Search JTA's historical archive dating back to 1923

Rabbi Sees Orthodox Jewish Canadian Communities Paradoxy

July 29, 1931
See Original Daily Bulletin From This Date
Advertisement

“Canadian Orthodoxy is a paradoxy,” declared Rabbi Harry J. Stern of Temple Emanu-El, Montreal, in an interview here on the completion of a tour which he had made of the Western Canadian provinces for the purpose of intensive study of its Jewish communities. “I say that they are a paradoxy, because for the most part they have broken with the Shulkan Arukh and they haven’t found for themselves any liberal interpretations of Judaism. The old pattern does not work in the New World, and so we have Jews cleaving to Orthodoxy who observe the dietary laws only in the breach and who appear twice a year at the High Holy Days in the House of God.”

That the older generation of Western Canadian Jewry were trying to perpetuate “ghettoism” and not Judaism is the contention of Rabbi Stern, who said that they have well established Talmud Torahs and Yiddish folk schools, but that they over-emphasize language study and fail to explain the beauties and ethics and history of Judaism. According to him, they go to an extreme just as the Sunday school went at first to the other extreme in belittling the value of the Hebrew language.

In the communities that Rabbi Stern visited, he found that Judaism to many had but one purpose, that of collecting funds. “In fact, many of the audiences to whom I spoke seemed to miss something because I made no appeal for funds for any of the million things for which they are so often called upon. A visiting speaker who was trying to give them something instead of asking for something was unheard of,” he said.

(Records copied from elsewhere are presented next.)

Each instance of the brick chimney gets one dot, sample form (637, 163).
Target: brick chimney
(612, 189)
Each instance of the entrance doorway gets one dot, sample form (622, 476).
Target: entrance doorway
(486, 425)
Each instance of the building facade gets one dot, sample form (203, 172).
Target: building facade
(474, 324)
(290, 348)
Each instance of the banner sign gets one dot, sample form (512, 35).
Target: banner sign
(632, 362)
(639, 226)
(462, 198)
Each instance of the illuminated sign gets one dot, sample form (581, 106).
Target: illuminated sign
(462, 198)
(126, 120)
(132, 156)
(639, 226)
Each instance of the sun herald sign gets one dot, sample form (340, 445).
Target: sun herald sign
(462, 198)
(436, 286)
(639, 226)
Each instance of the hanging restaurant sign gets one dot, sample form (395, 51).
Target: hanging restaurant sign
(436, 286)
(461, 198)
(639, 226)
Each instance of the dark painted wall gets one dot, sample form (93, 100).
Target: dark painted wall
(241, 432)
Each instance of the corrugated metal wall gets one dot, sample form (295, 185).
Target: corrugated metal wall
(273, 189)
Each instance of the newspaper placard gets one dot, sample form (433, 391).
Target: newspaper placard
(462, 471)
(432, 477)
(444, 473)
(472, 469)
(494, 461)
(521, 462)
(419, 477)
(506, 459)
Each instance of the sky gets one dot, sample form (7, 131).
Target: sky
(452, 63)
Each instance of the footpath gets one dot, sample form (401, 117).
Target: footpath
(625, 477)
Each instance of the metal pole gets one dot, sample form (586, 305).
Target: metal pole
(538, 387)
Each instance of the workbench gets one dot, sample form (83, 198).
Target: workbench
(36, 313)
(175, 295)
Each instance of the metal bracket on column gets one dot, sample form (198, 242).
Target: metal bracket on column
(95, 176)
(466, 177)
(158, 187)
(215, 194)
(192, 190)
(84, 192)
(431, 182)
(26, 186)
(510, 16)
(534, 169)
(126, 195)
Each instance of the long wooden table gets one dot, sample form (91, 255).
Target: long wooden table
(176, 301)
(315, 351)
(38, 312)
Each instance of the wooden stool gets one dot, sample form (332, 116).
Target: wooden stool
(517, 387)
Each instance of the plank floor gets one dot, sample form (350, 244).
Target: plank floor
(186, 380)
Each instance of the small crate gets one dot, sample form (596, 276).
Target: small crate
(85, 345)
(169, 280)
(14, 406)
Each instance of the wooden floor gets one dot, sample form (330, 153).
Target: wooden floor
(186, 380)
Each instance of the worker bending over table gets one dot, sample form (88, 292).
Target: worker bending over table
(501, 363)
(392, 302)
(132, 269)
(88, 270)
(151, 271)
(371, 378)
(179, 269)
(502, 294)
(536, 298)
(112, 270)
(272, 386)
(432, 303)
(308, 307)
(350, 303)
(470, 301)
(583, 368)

Rabbi Stern credits the B’nai Brith with doing splendid work in trying to stimulate Jewish thought. He feels that the large religious organizations of the East are failing in their duty to send out regular speakers on Jewish cultural and religious subjects.

“I do not see Orthodox Judaism being perpetuated,” declared Rabbi Stern. “Would that it might live, but it is losing its young people, because it is unable to interpret Judaism in the vernacular. The spiritual, ethical and cultural sides have been completely ignored. Young people have not been given that interpretation which will enable them to live with dignity and pride among non-Jews.”